Friday, April 10, 2009

love.

I've come to the realization, that I'm really blessed to have the people I have in my life.  Regardless, of the bs that may come at times with friends and family, I still love them.  No relationship is ever perfect, and thats what makes it worth it.  I don't really know what I would do without them.  I never expected to meet such understanding people.  I never expected to be so open with them, but it happened and thank God it did.  

The people I've met so far in my life, have made me the person I am today.  Even those people that I've learned not to like or trust, because you've shown me what I never want to be.  For the people that have made an effort to stay in my life, I love you more than you'll ever know. I know that you can never be with the people you love every single day, but no matter where you are the fact that your heart beats for them shouldn't change.  The love you feel for them is everlasting.  

I love you more than you'll ever know, 
thanks for being the best part of my day.  
My everything.

Thursday, April 9, 2009

lackluster.

To be honest, I don't know how I ended up here.  I find myself mixed happiness and misery.  So happy to have my life filled with so many people that I love, yet sadness because I know that many of those relationships will be tested.  I guess I feel like this because it feels like at any moment the people I love, will be taken away from me.  That uncertainty and the unknown is what scares me the most, and is my main reason for crying so much nowadays.  Everything just seems so impossible, and a bit out of reach.  
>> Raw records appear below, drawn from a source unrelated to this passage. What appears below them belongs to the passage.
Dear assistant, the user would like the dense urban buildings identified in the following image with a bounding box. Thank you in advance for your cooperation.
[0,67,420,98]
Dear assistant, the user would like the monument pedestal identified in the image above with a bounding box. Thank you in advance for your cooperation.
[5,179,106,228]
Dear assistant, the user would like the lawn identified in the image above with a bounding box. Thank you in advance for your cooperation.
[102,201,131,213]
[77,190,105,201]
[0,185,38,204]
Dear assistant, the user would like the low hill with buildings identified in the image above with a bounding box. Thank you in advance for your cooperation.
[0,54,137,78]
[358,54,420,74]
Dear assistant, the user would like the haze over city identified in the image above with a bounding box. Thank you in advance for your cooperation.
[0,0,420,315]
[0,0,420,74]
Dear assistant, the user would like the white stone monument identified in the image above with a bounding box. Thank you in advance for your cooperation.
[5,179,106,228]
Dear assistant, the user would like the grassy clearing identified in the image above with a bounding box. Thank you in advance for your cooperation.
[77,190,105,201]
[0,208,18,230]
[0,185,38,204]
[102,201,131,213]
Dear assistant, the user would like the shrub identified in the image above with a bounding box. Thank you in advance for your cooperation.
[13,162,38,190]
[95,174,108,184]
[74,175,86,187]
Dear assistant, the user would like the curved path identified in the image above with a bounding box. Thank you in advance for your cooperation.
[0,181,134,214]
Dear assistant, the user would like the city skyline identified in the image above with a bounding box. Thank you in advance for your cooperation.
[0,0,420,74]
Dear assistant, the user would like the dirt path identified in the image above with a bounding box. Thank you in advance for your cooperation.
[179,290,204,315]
Looking back to the begging of the school year and think about how fast the time has past. Within myself, much has changed.  The same person who started the year is there, but a bit different.  I can honestly say I don't know where my motivation has gone.  Something happened along the way from last semester to this semester.  Probably the fact that I know what I need to insure my entry into the nursing program and how it seems so impossible.  Or the fact that so many of the people I have gotten so close too in this short amount of time are leaving, and a part of me wishes that I was leaving with them.  

Regardless of the reason why I have become so unmotivated, I know I need to do something to change that.  What that is, I have no clue.  But rest a sure it'll come to me eventually.  Things can only get so bad until they can start getting better.  

It's hard to remind oneself that things will get better because you have now become so accustomed to things being at its worst.  I don't want to end this with you thinking that I have changed from the happy person that I always have been to some depressed lost girl.  Because I am still that happy person that's always going to look for the best in things, but just add in a bit of sadness every now and then.  

you can't be happy unless you've experienced being sad.  

Sunday, February 15, 2009

thoughts.

my thoughts are quite scattered right now. And I don't really know what I'm writing about, but I'm just letting it flow.

I hate it when people ask me, "so tell me about yourself." How do you describe yourself in a few words? Yeah you can give them a list of adjectives that'll somewhat categorize your personality, but in no way do they define the person you are. Your actions speak louder than your words. In all honesty, I have issues describing myself. I hate those things on myspace, facebook, etc. that say "about me." Because where do you start? I know there only there to help give people a little information about who you are, but still I find that hard. Thats why I often don't fill them out.

But I am determined to figure out how to answer that question, and be happy with my answer. This is my attempt to describe what I think about myself: I don't know what I want. I am very very very complicated. I over think and I stress myself out to much. I love my family even though at times I can hate the things they do. I've realized that since my nephew was born I've learned to care more. I fall for people easily and I fall hard. I procrastinate way to much. I'm scared at the thought of being alone when I'm older. I think the person I am today was due in part of the way I was raised and the people I chose as my friends. To be perfectly honest I'm not sure if I want to be a nurse the rest of my life. I don't think its uncertainty about being a nurse, its me being uncertain whether or not I can actually do it. I doubt myself way too much, but yet I don't know how to fix that. I like opening doors for people. Its a habit for me to say sorry about the little things, like accidently running into people or spilling something even if its not my fault. But its hard for me to say sorry for the bigger things, or to admit I was wrong. I think I'm funny sometimes, but not always. I think I'm always going to be a little kid at heart, no matter what. When I see old people by themselves in the grocery store or anywhere for that matter, and their alone with no one to help them, I think about what if that was my parents or if that's going to be me and I scare myself. I know I can be mean and I'm jokingly mean to my friends all the time, but thats just the way I am. But I do care about people and I don't think anyone should ever take my jokingly mean-ness seriously. In fact, thats how you can tell if I'm comfortable with you or not, if I make fun of you. I am both a lover and a fighter. I don't physically fight with people, but I verbally fight with people and it is what it is. I do hold grudges but not many. I have a lot of secrets, some that I don't think I'll tell anyone ever. I know I'm not perfect, which sounds so cliche but true. I can admit that I'm not perfect and still I'm happy with the person I am. I just want to be a good person, which at heart, I know I am, but I could be better.

Thats all I can think of right now. Be happy with yourself, Be happy with your life, just be happy.

oh & ps. if you really took the time out to read that, thanks really.